Puxa, precisava lembrar disso? Dirigida aos profissionais da literatura na escola, essa pergunta não é absurda, mas sim incômoda. Porque a sua resposta é: muitos, quiçá a maioria. E porque ela gera uma outra pergunta: quantos de nós paramos de escrever já na faculdade ou pouco depois, quando começamos a dar aula? A resposta à segunda pergunta é igual: muitos, quiçá a maioria. Isso acontece, talvez, porque transformamos o objeto da nossa paixão em apenas um objeto de estudo, supondo que assim dominaremos seu enigma. O preço a pagar é alto: a literatura deixa de ser arte para nós e nossos alunos e se torna uma “matéria” (na melhor das hipóteses, chata).
No entanto, há resistências. Há professores e escolas e universidades que não esquecem que a literatura é antes de tudo arte: desafio e enigma, paixão e ilusão. Isso acontece em vários níveis – por exemplo, quando uma pós-graduação em literatura aceita um trabalho de ficção como tese. Essa proposta, como demonstram os finalistas do Jabuti e do Portugal Telecom, costuma ser bem sucedida, gerando trabalhos de ficção ousados e conseqüentes porque frutos do diálogo tenso com a reflexão acadêmica. Isso se chama: produção de conhecimento e de cultura.
Mas há quem não concorde – talvez alguns daqueles que se esqueceram do porquê quiseram estudar literatura. Argumentam que um trabalho de ficção não é um trabalho científico, como se todo trabalho científico não fosse sempre um trabalho de... ficção. A hipótese científica é sempre uma suposição, um “como se” fosse para ver se pode ser assim mesmo. A estrutura discursiva da literatura stricto sensu difere da estrutura de um tratado de Física, mas o princípio do “como se” anima ambos os discursos. Por isso, mesmo em termos de teoria do conhecimento, mesmo em termos epistemológicos, não procede a resistência a trabalhos de ficção como tese de pós-graduação em literatura.

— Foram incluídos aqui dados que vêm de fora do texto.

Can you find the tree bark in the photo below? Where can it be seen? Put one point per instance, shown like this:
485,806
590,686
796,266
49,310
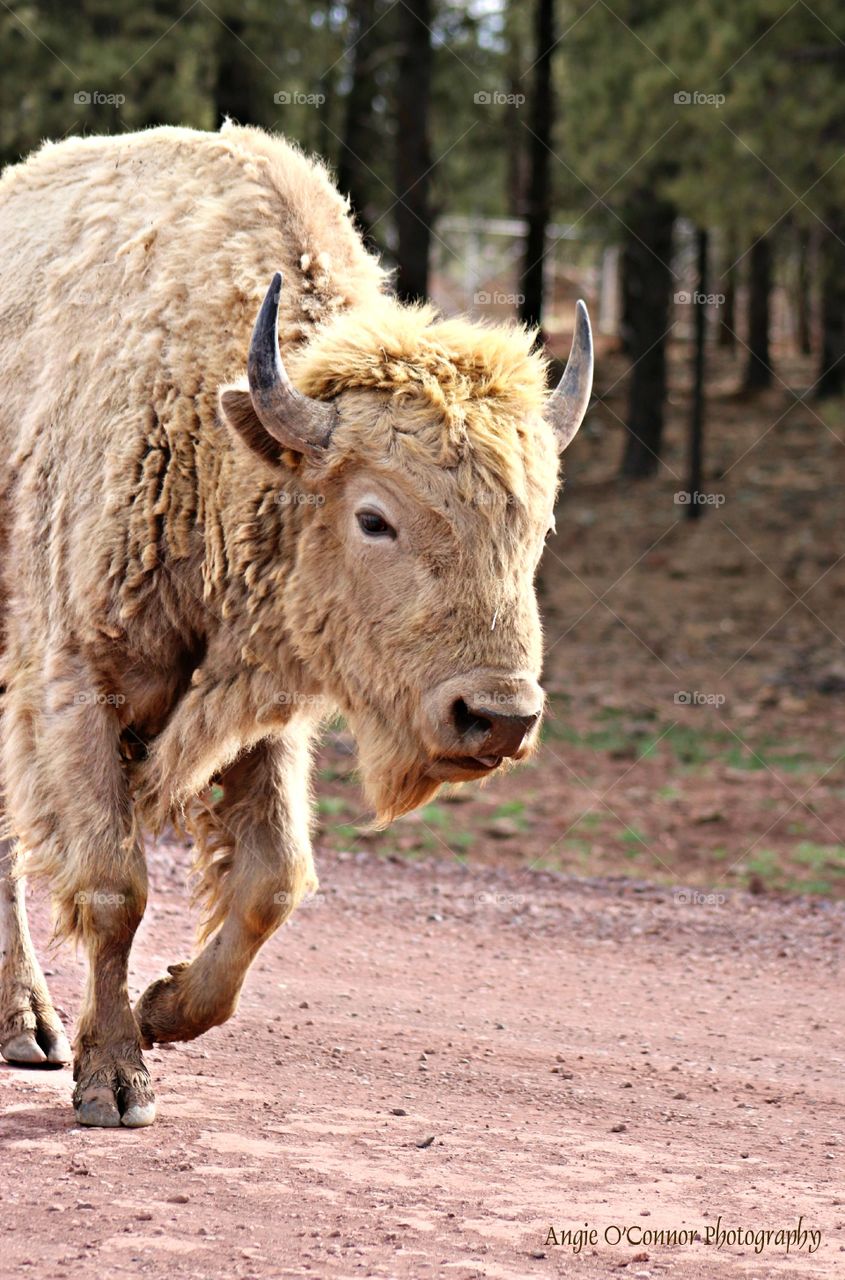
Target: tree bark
539,154
412,150
695,508
648,274
831,378
352,159
758,371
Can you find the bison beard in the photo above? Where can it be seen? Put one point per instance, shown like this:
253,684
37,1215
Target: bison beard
393,776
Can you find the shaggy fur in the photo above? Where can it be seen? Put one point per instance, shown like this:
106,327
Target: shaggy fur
178,611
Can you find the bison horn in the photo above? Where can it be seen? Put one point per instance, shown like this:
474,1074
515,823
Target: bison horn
295,420
569,402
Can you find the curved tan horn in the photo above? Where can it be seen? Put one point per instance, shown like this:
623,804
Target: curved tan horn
567,406
295,420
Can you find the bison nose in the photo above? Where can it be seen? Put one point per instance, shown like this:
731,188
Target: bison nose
489,732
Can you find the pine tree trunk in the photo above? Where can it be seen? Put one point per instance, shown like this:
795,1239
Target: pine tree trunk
695,508
352,159
412,150
831,378
758,371
539,155
727,311
648,274
803,288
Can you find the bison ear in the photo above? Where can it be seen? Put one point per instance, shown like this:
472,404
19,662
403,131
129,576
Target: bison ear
238,411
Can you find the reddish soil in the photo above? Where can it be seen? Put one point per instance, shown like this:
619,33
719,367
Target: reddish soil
430,1066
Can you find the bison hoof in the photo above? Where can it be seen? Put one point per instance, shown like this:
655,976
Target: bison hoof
115,1091
42,1045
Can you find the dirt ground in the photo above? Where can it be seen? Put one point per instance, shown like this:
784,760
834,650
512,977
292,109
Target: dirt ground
433,1065
603,992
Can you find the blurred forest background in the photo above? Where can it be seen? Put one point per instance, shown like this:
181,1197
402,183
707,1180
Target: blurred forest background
679,165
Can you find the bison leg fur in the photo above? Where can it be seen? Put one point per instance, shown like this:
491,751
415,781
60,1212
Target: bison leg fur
255,864
31,1032
68,800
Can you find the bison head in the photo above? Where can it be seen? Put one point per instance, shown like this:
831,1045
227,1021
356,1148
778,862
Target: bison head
429,452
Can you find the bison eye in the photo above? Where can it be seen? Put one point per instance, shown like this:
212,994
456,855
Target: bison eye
374,525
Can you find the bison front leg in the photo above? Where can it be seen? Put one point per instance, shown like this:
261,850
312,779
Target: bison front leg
255,863
31,1032
68,800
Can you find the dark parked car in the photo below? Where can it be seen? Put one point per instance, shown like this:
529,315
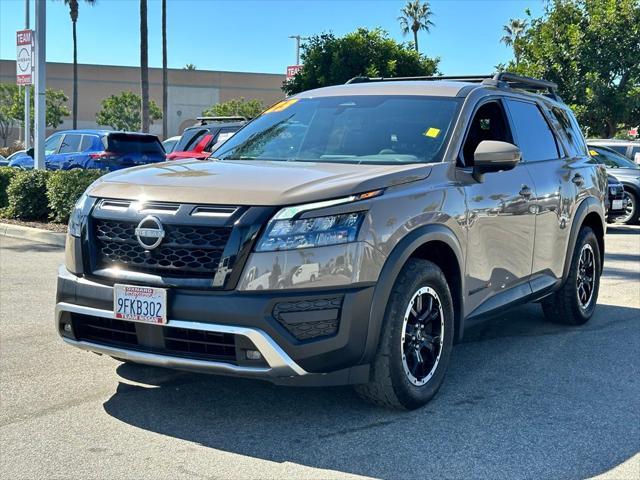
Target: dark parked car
102,149
628,148
348,235
198,142
616,199
628,173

Não procede, mas se explica: explica-se pela dificuldade óbvia, reconheço, de orientar e avaliar um trabalho de ficção, quando os critérios se tornam bem menos seguros. Todavia, há critérios: os mesmos que utilizamos para distinguir se uma obra literária é menor ou maior, se obra-prima ou não. Ainda há outra explicação, que reluto em escrever mas escrevo: ressentimento. Se abandonei minha paixão no início do caminho para conquistar minha posição acadêmica, como esse fedelho que não deu todas as aulas que já dei e não corrigiu todas as provas que já corrigi se atreve a fazer da sua tese um romance, enquanto eu larguei meus poemas em passado remoto?
Puxa, também não precisava ofender. Colegas, calma, não se ofendam tão rápido; eu sei que essa carapuça não serve a todas as cabeças, há tantos outros motivos para resistir à arte na academia. Mas nós sabemos que ela serve sim em algumas cabeças: aquelas que justificam o ditado popular nefasto que nos persegue, até porque não de todo falso: “quem sabe, faz; quem não sabe, ensina”. Por isso, há que continuar fazendo – fazendo arte! – para dar o melhor exemplo a nossos alunos; da mesma forma, há que continuar estimulando quem faz – arte! – para recuperar não apenas para a literatura, mas também para o magistério, a sua condição original de... arte.